An earlier draft of this essay was published in Be: A Journal of Creative Expression in April 2017.
Ever since I came to Iowa City, I’ve spent a lot of time watching the sunset. The view is very different from anything I have seen in China.
The first thing I’ve noticed here in Iowa is that the sunset lasts so long. The sun seems so reluctant to retire to his palace that until 8 p.m. the summer night is still glowing, unbelievable for those who are used to a dark sky at 7. My old sense of the sunset is challenged. I don’t really see a circular red sun, like a boiled egg yolk, slowly sinking into the horizon; instead I see the gold light, dyeing the entire sky. I used to regard the color gold as more artificial than natural—a royal hue claimed exclusively by the emperor in the olden days, or the vulgar bling the newly rich like to wear in the modern day. Never have I seen it shimmering thus in the boundless sky, and I am transfixed by it.

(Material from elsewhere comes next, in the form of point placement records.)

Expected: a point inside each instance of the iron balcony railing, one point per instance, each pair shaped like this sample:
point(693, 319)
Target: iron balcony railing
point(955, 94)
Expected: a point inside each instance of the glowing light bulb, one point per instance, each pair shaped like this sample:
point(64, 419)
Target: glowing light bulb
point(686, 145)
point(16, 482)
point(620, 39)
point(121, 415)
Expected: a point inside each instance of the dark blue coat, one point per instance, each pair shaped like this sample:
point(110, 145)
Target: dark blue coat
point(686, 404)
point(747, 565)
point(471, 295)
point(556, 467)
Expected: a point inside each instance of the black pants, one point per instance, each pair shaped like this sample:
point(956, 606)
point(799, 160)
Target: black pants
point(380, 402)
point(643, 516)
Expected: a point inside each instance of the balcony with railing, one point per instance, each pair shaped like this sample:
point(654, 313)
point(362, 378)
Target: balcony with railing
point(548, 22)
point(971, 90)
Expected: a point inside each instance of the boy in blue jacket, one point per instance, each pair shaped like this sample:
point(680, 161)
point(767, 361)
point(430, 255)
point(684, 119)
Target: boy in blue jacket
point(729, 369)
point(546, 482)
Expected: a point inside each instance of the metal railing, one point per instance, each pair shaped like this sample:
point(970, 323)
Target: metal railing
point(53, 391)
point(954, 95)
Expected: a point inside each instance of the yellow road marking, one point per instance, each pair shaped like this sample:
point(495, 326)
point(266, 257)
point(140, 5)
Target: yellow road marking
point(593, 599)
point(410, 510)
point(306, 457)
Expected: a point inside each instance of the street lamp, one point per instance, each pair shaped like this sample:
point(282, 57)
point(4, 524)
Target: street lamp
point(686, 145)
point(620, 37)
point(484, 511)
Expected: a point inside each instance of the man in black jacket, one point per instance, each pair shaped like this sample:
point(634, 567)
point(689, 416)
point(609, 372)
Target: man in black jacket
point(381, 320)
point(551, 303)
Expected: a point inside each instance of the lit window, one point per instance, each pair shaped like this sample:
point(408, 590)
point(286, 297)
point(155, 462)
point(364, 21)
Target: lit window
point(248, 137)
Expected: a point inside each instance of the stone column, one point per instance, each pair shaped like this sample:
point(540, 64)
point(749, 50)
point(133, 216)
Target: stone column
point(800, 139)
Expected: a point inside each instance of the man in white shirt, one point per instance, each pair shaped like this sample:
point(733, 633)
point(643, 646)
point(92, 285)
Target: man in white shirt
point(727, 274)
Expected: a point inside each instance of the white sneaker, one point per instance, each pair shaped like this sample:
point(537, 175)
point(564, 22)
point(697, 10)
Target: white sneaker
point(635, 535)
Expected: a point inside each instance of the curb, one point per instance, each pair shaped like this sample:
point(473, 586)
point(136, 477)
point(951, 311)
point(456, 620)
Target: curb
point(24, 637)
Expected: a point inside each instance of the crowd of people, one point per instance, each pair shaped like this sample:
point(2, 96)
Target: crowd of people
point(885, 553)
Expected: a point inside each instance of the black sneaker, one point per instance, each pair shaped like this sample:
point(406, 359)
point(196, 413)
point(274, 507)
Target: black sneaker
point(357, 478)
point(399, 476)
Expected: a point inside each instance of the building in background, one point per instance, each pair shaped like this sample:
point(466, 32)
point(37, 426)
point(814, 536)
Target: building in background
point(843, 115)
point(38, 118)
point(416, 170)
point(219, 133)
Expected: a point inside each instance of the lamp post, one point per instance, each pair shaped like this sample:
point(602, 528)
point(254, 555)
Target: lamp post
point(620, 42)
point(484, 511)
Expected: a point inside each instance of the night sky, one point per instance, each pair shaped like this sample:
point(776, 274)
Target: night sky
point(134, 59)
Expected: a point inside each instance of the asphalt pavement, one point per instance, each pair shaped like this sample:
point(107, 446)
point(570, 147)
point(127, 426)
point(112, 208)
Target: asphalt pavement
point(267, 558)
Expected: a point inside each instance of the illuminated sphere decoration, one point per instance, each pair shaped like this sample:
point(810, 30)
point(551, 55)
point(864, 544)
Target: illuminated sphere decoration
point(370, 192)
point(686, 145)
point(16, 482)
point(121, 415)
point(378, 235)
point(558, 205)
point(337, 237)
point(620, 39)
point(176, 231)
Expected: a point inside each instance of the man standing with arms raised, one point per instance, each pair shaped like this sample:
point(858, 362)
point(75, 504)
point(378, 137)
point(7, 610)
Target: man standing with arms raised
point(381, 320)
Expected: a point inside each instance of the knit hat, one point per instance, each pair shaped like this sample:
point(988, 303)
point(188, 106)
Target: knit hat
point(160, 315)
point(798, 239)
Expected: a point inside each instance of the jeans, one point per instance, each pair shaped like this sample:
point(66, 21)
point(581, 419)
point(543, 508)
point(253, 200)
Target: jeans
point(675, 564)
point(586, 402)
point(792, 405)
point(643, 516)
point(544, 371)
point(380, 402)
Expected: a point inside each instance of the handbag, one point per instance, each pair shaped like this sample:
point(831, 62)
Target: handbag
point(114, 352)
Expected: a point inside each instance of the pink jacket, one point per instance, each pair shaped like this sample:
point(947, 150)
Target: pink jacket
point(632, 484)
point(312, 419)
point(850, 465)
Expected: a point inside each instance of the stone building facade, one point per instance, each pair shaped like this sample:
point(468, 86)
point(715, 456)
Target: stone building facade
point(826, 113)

If you go back to classical Chinese poetry, you will probably see that the image of sunset usually refers to “sorrows” and “sadness.” Li Shangyin, a famous poet in Tang Dynasty, wrote in “The Leyou Tombs,” “To see the sun, for all his glory, / Buried by the coming night” (translated by Witter Bynner). The sunset in Chinese is often called a “night sun” or a “slanting sun,” both metaphors of the very last light that one can hold in his life. The other day when I was waiting for a bus at around 7:30 p.m. in Iowa City, I saw the sky blazing and all the clouds outlined by the gold sunset light, like the gilded bronze reliefs in Gates of Paradise in Florence. I felt as if cherubs were about to jump out of one of the clouds. In 30 minutes’ ride, the horizon was still burning gold. I wondered, if I kept heading west, would I see a line of gold horizon forever? The sunset light conveys a message of hope rather than despair. Now I understand why the distinguished poet Carl Sandburg wrote the opposite of how Li Shangyin responded to the sunset:
I tell you there is nothing in the world/ only an ocean of tomorrows. / a sky of tomorrows. / I am a brother of the cornhuskers who say/ at sundown: / Tomorrow is a day.
The glowing gold lends infinite power to look forward to tomorrows.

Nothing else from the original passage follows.